Her next-door cubicle prisoner, Fred, got a genuine hug and a promise of lunch sometime, and Laine fled.
Down the hall, down the elevator filled with tall, gorgeous women in black and men in dark suits, across the huge marble lobby filled with tall, gorgeous women in black and men in dark suits, and hot damn, out into the gritty dusty chaos of Times Square. Free! She wanted to hug the harassed mom with three cranky kids, she wanted to kiss the gorgeous blond guy across the street, she wanted to create a scene by skipping, no, frolicking, no, gamboling her way to the subway, kicking up her heels and crowing like Peter Pan.
Except, in Manhattan, no one would even blink.

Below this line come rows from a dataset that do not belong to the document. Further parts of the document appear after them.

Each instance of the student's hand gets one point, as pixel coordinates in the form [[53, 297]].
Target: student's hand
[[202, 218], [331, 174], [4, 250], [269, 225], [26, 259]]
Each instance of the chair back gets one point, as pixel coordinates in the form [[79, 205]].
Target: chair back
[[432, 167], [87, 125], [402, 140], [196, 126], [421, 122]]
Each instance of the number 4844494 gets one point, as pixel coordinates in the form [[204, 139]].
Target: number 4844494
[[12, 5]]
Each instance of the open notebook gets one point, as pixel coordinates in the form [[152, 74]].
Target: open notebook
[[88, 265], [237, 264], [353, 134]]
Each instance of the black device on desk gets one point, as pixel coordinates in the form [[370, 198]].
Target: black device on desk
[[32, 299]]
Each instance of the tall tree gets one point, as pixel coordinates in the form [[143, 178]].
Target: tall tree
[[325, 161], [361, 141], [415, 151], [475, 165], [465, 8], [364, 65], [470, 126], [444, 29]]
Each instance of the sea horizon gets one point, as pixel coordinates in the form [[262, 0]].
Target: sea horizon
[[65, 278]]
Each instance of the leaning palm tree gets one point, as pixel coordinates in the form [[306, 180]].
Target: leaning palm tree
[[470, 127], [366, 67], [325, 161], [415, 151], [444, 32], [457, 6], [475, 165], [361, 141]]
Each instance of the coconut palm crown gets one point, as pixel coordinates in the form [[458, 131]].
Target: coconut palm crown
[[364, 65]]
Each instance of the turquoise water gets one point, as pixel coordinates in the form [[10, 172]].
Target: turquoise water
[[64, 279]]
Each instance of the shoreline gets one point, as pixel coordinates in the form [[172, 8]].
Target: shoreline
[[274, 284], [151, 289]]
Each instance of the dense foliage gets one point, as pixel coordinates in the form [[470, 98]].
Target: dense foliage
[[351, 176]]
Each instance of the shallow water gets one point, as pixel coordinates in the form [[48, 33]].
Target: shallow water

She bounced down the 42nd Street subway stairs and pushed her way through the turnstile, following the commuting crowds the same way she always did. But instead of bleary-eyed, leaden, sheeplike, obedient herding, she practically danced onto the subway platform. Hello, New Yorkers! Laine’s here!
She must be practically glowing. People would raise their heads and murmur when she walked by. Who was that woman with so much joy in her heart? What was her secret?
Instead she stepped in some just-chewed gum and spent a good three minutes trying to scrape the goo off the bottom of her chunky black heels.
No more black! The rest of the summer she’d avoid it like the plague. Except of course a killer black minidress on a hot date.